The European economy is not out of the doldrums yet, but experts point to signs of tempered optimism in the real estate industry.

The European economy is not out of the doldrums yet, but experts point to signs of tempered optimism in the real estate industry.

This year's Emerging Trends report published by ULI and PwC is entitled ‘Optimism Returns’, based on a growing sense that businesses are adapting to the ‘new normal’.

‘The title of this year's Annual Outlook suggests that investors should put risk back into perspective,’ according to Hans Vrensen, global head of research at adviser DTZ. ‘It looks like the worst-case scenario which many investors expected is not going to happen. Both occupiers and investors have been overly conservative and risk-averse these past few years. But in retrospect it looks like the highest probability of a worst-case scenario was 20% and not 100% -- which led much of the market to overreact and become virtually completely risk-averse.’

Pricing is also becoming more attractive, he noted, with property yields continuing to bear up well vis-à-vis government bond yields in core European markets. ‘There is a more constructive environment and signs that companies will actually invest or sign leases.’

Google’s decision to develop a 1 million square feet new corporate campus at King’s Cross in London is a case in point, he added. ‘This further supports our case for renewed optimism.’

Total European investment volumes came to between €110 bn and €130 bn in 2012, according to the leading advisers. And although total European investment volumes in 2013 are expected to remain flat, prospects for non-prime properties are improving, Vrensen added.‘The outlook for non-prime is less negative than it was. This provides investors with a positively attractive opportunity.’

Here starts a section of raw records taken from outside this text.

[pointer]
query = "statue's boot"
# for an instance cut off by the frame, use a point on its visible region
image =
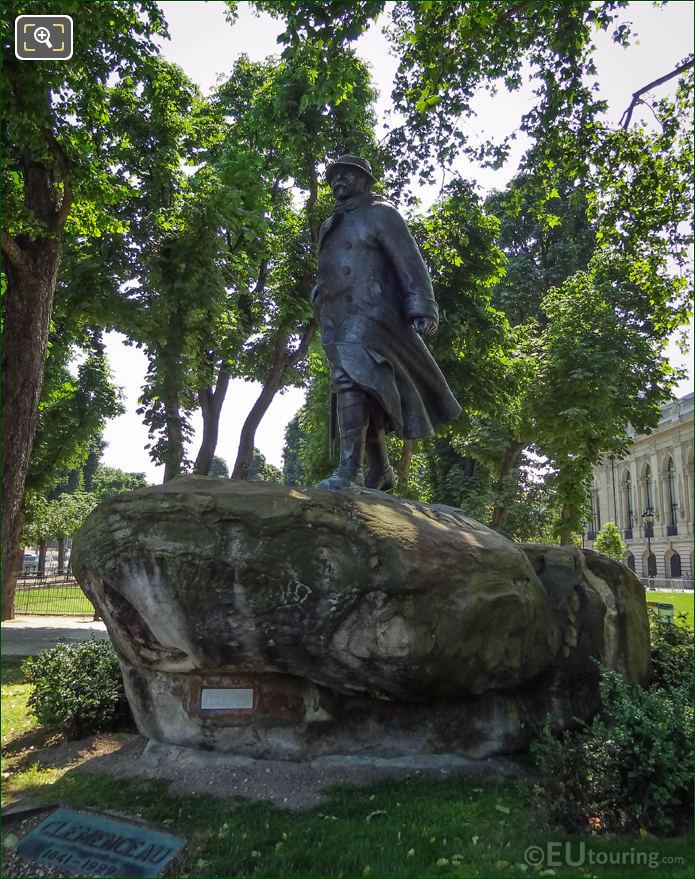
(353, 418)
(380, 474)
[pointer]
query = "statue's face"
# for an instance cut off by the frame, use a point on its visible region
(348, 181)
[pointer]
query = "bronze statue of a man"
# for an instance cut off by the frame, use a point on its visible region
(374, 302)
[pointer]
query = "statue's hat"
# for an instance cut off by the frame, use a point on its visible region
(355, 161)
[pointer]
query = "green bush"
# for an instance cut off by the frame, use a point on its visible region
(631, 768)
(78, 689)
(672, 652)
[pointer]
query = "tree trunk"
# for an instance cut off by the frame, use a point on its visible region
(403, 467)
(41, 568)
(282, 361)
(31, 269)
(211, 409)
(510, 462)
(174, 430)
(26, 320)
(61, 555)
(565, 530)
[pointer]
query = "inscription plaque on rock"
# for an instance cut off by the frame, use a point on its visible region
(226, 699)
(89, 844)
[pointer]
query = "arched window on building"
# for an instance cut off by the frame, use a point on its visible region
(595, 525)
(629, 509)
(673, 566)
(649, 565)
(672, 511)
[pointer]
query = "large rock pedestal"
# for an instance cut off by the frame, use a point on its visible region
(291, 623)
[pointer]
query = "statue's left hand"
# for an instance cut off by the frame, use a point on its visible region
(424, 326)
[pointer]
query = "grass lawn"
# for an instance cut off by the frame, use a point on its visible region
(15, 718)
(681, 601)
(414, 827)
(63, 599)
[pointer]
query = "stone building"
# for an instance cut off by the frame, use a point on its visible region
(649, 495)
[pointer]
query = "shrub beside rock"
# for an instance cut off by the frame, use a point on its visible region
(78, 689)
(631, 767)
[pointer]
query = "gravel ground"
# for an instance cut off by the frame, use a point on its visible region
(286, 785)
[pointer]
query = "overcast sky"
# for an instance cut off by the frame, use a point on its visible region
(206, 46)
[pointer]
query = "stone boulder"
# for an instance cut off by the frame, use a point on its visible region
(347, 621)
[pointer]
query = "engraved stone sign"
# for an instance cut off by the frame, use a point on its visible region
(226, 699)
(89, 844)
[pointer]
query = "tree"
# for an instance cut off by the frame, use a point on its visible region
(294, 115)
(609, 542)
(218, 468)
(261, 471)
(109, 481)
(62, 172)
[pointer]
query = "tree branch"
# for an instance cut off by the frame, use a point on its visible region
(64, 168)
(626, 118)
(303, 347)
(12, 250)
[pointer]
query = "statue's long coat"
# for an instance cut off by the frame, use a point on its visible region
(372, 282)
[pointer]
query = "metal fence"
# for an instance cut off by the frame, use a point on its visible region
(667, 584)
(51, 594)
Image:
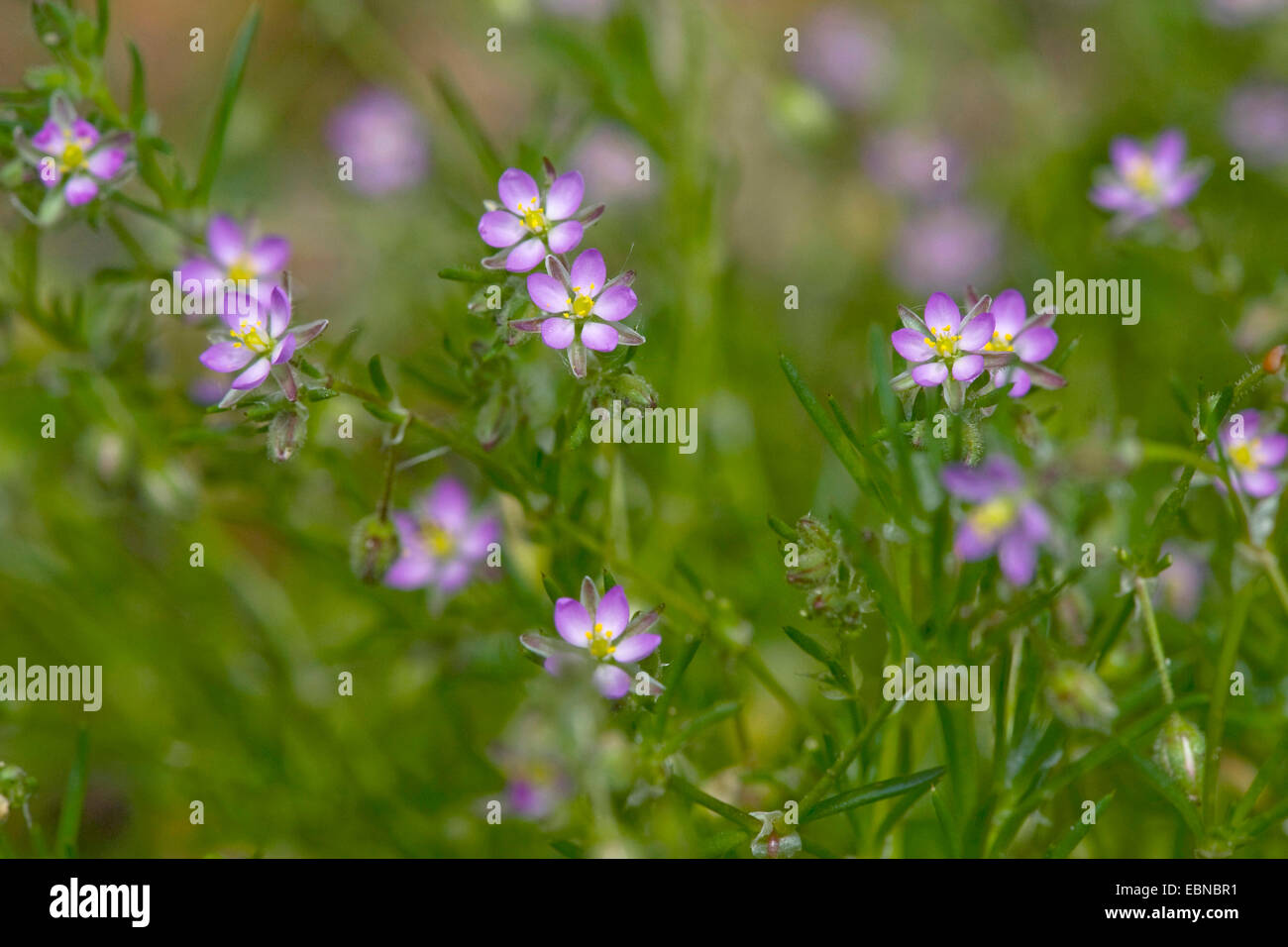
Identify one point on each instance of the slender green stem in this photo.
(1155, 642)
(1231, 637)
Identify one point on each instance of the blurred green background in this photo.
(768, 169)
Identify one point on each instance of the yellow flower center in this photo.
(1140, 175)
(600, 642)
(250, 335)
(1241, 457)
(73, 157)
(437, 539)
(1001, 342)
(943, 342)
(992, 517)
(241, 270)
(533, 218)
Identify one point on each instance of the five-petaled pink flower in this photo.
(233, 256)
(69, 151)
(944, 344)
(600, 634)
(527, 224)
(1252, 449)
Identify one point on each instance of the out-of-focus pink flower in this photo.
(1256, 123)
(951, 245)
(845, 55)
(386, 140)
(606, 158)
(902, 159)
(1233, 13)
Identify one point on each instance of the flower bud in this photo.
(373, 548)
(1080, 698)
(287, 432)
(1179, 751)
(776, 839)
(496, 419)
(812, 532)
(811, 566)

In its Annual Outlook for the year ahead, DTZ points out that many non-core investors who have raised capital have been increasingly frustrated with the lack of distressed opportunities. As a result, lower quality properties are expected to be the next logical step for them to realise excess returns. ‘From a cash flow perspective, we expect no widespread tenant defaults or increasing vacancy rates, as new supply will remain limited. In addition, we suspect occupiers will remain cautious on expansion and focus on cost savings. Many occupiers are opting to stay put and renegotiate existing leases at their existing buildings. This means that property cash flows, especially for non-prime properties, are likely to be more stable than feared by many.’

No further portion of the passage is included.